賃貸住宅の場合、高齢になるほど入居審査が厳しくなる傾向があり、将来的に希望の物件への住み替えが困難になるリスクがあります。
一方で、持ち家があれば賃貸よりは住む場所を失う可能性が低く、住宅ローンを完済した後に年金生活に入った場合、住居費を管理費や修繕積立金のみに抑えられます。
物件選びの選択肢が広がる
50代は子どもが独立したり、生活スタイルが確立されていたりする時期のため、自身の将来の暮らしに最適な物件を選びやすくなります。
たとえば、広い一軒家から利便性の高い都心のコンパクトなマンションへ移るなど、生活動線を重視した選択が可能です。
駅から近く周辺に医療施設が充実しているなど、高齢期の自身を最優先した物件選びもできます。
将来の身体状況を見据えて合理的な住まいを選べることも、50代の利点といえます。
団体信用生命保険に加入できる
住宅ローンを組む際に加入する団体信用生命保険は、家族を持つ50代の購入者にとって大きな安心材料です。
団体信用生命保険とは、ローンの契約者が死亡または高度障害状態になった際、保険金でローンの残高が完済される保険です。
団体信用生命保険の加入により、万が一のことがあっても遺された家族に住まいを無借金で残せます。

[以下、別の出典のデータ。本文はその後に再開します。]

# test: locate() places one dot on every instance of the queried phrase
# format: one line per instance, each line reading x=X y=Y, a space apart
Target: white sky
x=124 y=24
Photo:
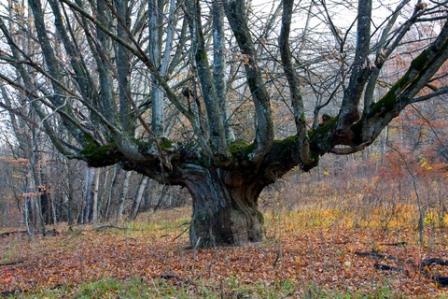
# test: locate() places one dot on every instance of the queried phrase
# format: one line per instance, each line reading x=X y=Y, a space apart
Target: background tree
x=133 y=82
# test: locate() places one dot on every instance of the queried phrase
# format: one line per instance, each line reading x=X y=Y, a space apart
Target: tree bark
x=224 y=209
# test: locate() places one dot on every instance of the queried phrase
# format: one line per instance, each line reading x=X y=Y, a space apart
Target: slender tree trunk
x=124 y=195
x=111 y=188
x=88 y=195
x=224 y=210
x=138 y=198
x=95 y=196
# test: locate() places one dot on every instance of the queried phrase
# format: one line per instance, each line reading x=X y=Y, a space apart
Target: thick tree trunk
x=224 y=210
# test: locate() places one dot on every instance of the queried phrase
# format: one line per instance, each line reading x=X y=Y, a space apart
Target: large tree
x=161 y=87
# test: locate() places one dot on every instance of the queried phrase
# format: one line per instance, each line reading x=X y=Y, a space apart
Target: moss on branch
x=100 y=155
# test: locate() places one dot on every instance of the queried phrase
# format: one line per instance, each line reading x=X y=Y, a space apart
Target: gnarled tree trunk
x=224 y=209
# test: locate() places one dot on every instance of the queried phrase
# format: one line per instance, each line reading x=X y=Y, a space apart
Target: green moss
x=98 y=155
x=323 y=128
x=240 y=148
x=165 y=143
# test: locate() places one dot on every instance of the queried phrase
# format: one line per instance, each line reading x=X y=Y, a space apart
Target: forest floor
x=313 y=253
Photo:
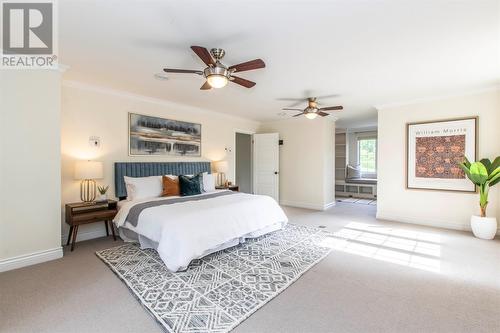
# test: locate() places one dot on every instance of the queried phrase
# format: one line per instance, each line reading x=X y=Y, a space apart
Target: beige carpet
x=380 y=277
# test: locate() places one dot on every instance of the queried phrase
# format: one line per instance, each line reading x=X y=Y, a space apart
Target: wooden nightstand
x=83 y=213
x=235 y=188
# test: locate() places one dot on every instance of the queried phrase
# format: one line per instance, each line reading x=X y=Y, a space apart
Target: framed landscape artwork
x=153 y=136
x=434 y=150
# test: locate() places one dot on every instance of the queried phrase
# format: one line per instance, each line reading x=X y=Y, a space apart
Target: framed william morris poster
x=433 y=151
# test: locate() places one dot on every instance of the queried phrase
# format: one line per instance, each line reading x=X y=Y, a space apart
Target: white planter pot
x=483 y=227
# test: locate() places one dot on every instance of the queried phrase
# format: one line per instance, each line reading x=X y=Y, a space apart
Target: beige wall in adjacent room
x=92 y=111
x=30 y=178
x=307 y=168
x=437 y=208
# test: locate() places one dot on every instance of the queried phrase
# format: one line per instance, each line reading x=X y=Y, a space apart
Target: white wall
x=93 y=111
x=30 y=224
x=306 y=161
x=437 y=208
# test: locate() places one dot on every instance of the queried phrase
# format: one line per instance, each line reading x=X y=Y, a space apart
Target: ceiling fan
x=217 y=75
x=312 y=110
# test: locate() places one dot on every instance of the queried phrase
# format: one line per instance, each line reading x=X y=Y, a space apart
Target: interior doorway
x=244 y=162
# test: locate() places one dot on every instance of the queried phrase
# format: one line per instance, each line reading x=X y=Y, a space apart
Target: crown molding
x=147 y=99
x=381 y=107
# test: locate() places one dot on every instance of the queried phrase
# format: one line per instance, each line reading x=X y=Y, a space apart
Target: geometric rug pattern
x=219 y=291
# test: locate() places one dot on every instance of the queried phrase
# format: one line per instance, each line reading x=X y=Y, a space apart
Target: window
x=367 y=157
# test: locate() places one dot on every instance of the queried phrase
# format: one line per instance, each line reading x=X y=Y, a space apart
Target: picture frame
x=433 y=151
x=156 y=136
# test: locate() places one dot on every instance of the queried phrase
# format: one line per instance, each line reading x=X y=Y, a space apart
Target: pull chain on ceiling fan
x=217 y=75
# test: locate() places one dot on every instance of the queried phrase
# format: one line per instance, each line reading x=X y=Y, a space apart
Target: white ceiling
x=368 y=52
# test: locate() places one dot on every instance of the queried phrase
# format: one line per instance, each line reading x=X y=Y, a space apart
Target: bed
x=182 y=229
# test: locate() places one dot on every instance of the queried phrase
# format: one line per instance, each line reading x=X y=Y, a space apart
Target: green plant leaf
x=465 y=169
x=466 y=162
x=495 y=164
x=495 y=179
x=487 y=164
x=478 y=173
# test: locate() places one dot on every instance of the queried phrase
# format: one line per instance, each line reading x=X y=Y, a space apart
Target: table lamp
x=87 y=171
x=221 y=169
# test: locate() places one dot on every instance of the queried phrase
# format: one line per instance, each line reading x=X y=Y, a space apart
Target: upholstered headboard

賃貸住まいでは得られない生命保険機能は、資産形成と家族の保護を同時に叶える手段といえます。
頭金を多く用意して月々の返済額を抑えられる
50代は20代や30代と比較して、これまでの貯蓄や退職金など、手元の資金に余裕があるケースが多いです。
購入時に頭金を多く入れることができれば、住宅ローンの借入総額を減らし、月々の返済額を低く抑えることが可能です。
定年退職後は現役時代よりも収入が下がることが一般的ですが、頭金によって月々の負担を軽くしておけば、年金収入を中心とした生活になっても無理なく返済を続けられます。
また、借入額が少なければ利息の負担も軽減されるため、総支払額を抑えられる点も大きなメリットです。
現金よりも相続税対策として有効な場合がある
資産を現金のまま保有しているよりも、マンションを購入して不動産として保有したほうが、相続税対策として有効な場合があります。
一般的に、不動産の相続税評価額は市場価格の7〜8割程度になることが多いため、現金のまま相続するよりも課税対象額を低く抑えられる可能性があるからです。
また、一定の要件を満たせば「小規模宅地等の特例」が適用され、さらに評価額が減額されるケースもあります。
将来、配偶者や子どもに資産を残すことを考えた際、有利な形で資産継承ができる点は、50代での購入において魅力的なポイントといえます。
50代でマンションを購入するデメリット

メリットがある一方で、50代でのマンション購入には把握しておくべき次のデメリットもあります。
- 住宅ローンの返済期間が短くなる
- 住み替えしにくくなる
- 健康状態が悪いと団体信用生命保険に加入できない
- 老後の生活資金が減ってしまう
- 管理費や修繕積立金の支払いが一生続く
それぞれ詳しく解説します。
住宅ローンの返済期間が短くなる
50代でローンを組む場合、多くの金融機関が設定している80歳前後の完済年齢までの期間が短くなります。
たとえば55歳で借り入れをおこなう場合、返済期間は最長でも25年程度となり、35年ローンに比べて月々の返済額が高くなります。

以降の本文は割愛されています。